The Top 10 Yoga Poses You Need to Know

According to a Hatha Yoga text known as The Gheranda Samhita, there are 84 basic poses. Lord Shiva is said to have created 8,400,000 asanas in total, and a yogi named Sri Dharma Mittra once photographed himself in 1,350 postures. In short, there are A LOT of yoga poses. With so many to choose from, where should a beginner start?

 

 

Below is a list of the 10 most common poses you will encounter throughout your yoga practice and how to do them:

Mountain

While this looks like an easy pose, it actively works to improve balance, posture, and focus. Stand with your feet together and your arms at your sides, palms facing forward. Without holding onto any tension, make your body as tall as possible, imagining a string at the top of your head pulling you up. Keep your feet firmly grounded, close your eyes, and bring your focus to the present.

Downward Dog

Start on your hands and knees with your shoulders aligned over your wrists and hips over knees. Make sure your weight is evenly distributed across your hands. Tuck your toes under and lift up and back, reaching your pelvis towards the ceiling. Touch your heels to the floor if you can, but if not stay on your toes. Your body should resemble an “a” shape. Relax your head, neck, and shoulders.

Forward Fold

From Mountain, slowly begin to bend from the hips and reach your arms down to the floor. Draw your forehead to your knees, bending them as needed. It’s important that you bend from your hips and not your lower back, as this reduces strain on the back.

Triangle

Step your feet 4-5 feet apart, turning your right foot 90 degrees so that your toes are pointing to the front of your mat. Your left foot should be at a 45-degree angle. Keep your hips facing forward and both legs straight. Raise your arms up to shoulder height, then reach your right arm forward, bend at the hip, and draw your right arm down to your right shin, keeping the left arm straight up pointing to the ceiling.
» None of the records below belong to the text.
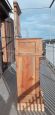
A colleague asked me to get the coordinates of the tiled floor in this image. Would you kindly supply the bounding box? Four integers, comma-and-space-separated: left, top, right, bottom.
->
0, 59, 54, 115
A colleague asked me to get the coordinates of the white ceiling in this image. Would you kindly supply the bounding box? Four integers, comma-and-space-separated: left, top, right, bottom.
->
9, 0, 52, 9
17, 0, 52, 8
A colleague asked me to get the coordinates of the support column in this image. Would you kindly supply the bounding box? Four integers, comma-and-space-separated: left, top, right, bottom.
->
13, 1, 21, 38
0, 19, 3, 76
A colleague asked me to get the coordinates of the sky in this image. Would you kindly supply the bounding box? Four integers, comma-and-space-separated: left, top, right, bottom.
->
9, 0, 55, 39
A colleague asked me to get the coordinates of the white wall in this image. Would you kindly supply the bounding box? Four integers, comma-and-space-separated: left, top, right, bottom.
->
46, 44, 55, 65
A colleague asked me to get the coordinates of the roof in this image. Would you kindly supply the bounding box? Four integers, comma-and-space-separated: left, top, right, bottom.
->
0, 0, 12, 21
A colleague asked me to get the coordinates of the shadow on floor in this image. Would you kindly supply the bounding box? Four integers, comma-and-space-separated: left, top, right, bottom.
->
0, 66, 17, 115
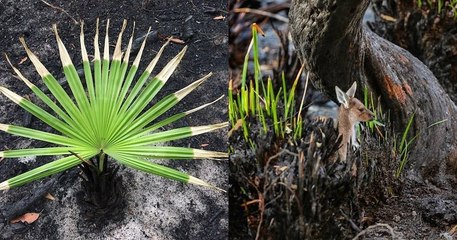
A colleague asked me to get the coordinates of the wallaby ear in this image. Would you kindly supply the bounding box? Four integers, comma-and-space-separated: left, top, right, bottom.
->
346, 82, 357, 98
335, 86, 349, 108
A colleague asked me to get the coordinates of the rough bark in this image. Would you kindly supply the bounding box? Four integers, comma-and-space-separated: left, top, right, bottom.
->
289, 0, 457, 179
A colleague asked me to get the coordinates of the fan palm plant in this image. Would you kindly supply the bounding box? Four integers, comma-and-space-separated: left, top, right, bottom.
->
0, 20, 227, 194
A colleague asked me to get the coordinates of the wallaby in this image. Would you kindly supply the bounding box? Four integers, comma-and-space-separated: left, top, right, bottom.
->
335, 82, 374, 162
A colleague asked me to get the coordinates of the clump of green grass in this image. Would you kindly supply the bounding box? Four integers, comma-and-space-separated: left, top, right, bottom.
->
228, 23, 303, 146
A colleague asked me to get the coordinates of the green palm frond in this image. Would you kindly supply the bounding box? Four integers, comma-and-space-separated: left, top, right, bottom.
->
0, 20, 228, 190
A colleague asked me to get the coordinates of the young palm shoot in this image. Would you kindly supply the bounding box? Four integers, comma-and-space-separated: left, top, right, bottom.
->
0, 20, 228, 194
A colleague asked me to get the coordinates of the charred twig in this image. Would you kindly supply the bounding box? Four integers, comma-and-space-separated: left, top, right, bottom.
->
41, 0, 79, 25
352, 223, 401, 240
233, 8, 289, 23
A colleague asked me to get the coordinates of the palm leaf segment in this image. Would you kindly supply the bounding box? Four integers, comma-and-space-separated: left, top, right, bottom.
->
0, 20, 227, 190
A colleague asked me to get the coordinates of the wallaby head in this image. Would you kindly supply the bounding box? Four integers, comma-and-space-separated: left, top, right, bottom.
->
335, 82, 374, 161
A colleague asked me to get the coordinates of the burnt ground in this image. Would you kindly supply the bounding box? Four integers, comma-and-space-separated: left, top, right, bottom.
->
0, 0, 228, 240
229, 1, 457, 239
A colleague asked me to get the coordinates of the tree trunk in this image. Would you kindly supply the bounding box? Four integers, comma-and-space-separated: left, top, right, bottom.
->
289, 0, 457, 180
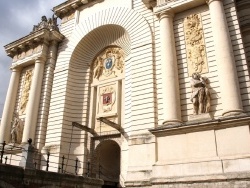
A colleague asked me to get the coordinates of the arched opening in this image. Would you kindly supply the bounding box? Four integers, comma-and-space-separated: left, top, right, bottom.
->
94, 140, 121, 188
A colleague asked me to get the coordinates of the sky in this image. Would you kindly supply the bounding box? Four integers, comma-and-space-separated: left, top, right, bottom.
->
0, 0, 66, 118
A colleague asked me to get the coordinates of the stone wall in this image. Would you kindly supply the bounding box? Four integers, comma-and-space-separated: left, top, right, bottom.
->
0, 164, 103, 188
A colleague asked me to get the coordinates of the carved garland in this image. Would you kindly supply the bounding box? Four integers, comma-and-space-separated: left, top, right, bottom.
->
184, 14, 208, 76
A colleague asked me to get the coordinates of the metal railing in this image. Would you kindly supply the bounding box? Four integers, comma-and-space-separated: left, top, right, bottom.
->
0, 141, 93, 177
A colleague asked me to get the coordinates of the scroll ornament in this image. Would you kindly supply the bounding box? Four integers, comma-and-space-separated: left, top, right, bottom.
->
184, 14, 208, 76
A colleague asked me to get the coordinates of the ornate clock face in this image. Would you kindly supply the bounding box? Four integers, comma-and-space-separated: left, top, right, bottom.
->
105, 58, 113, 69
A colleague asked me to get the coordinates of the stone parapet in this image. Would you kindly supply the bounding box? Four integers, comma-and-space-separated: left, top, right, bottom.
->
0, 164, 103, 188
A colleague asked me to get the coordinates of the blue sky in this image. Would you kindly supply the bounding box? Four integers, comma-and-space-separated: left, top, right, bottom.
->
0, 0, 66, 117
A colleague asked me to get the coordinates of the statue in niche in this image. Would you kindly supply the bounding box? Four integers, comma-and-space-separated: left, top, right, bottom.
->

Do the same on the left side.

Warrior I

Starting in Downward Dog, bring one foot forward into a lunge, turning your back foot to a 45-degree angle. Bring your torso up, keeping your pelvis facing the top of your mat. Raise your arms, bend back slightly lifting the chest, and hold.

Warrior II

Start off the same as Warrior I, going from Downward Dog into a lunge with your back foot at a 45-degree angle. This time, turn your hips out and face your pelvis towards one side of your mat. Raise your arms up to shoulder height. Gaze softly over whichever hand is facing forward (same side as the leg that is bent). Hold this before coming back into Downward Dog to switch sides.

Tree

Start in Mountain and firmly ground your feet into the floor. Begin to shift your weight to one foot, engaging your core and keeping your foot as stable as possible. Bring the foot your weight is not on to your calf, then slowly higher if possible. The optimum placement for your foot is against the inner thigh close to the pelvis. Do not rest your foot on the side of your knee, only above or below it. Bring your hands into a prayer position in front of your chest and focus on an unmoving spot in front of you.

Plank

Planks are prevalent in many exercise routines. The key to a proper plank is keeping your spine straight and not allowing your hips to either dip down or reach too high. Engage your core and avoid putting all of your weight your hands, which should be aligned under your shoulders but slightly wider than them. Planks are often used in yoga to transition to other poses, so proper form is important to reduce the chance of injury.

Child’s Pose

Rest on your knees while sitting back on your heels, hands resting on your thighs. Spread your knees apart and slowly bend forward, stretching your arms out in front or letting them rest at your sides. Your whole torso should be resting on your thighs, with your forehead on your mat. You can also come into Child’s Pose from Plank by resting your knees on the ground and reaching your hips back to your heels, keeping your arms stretched out in front.

Corpse Pose (Savasana)
Lie on your back with your arms out at your sides, palms facing up. Spread out your legs slightly, giving each limb its own space. The corpse pose is a recovery pose, so let your body relax and melt into the floor.

These common poses will serve you well no matter what level of yogi you are. They make up the foundation of yoga practice, and knowing these will help you master the toughest postures!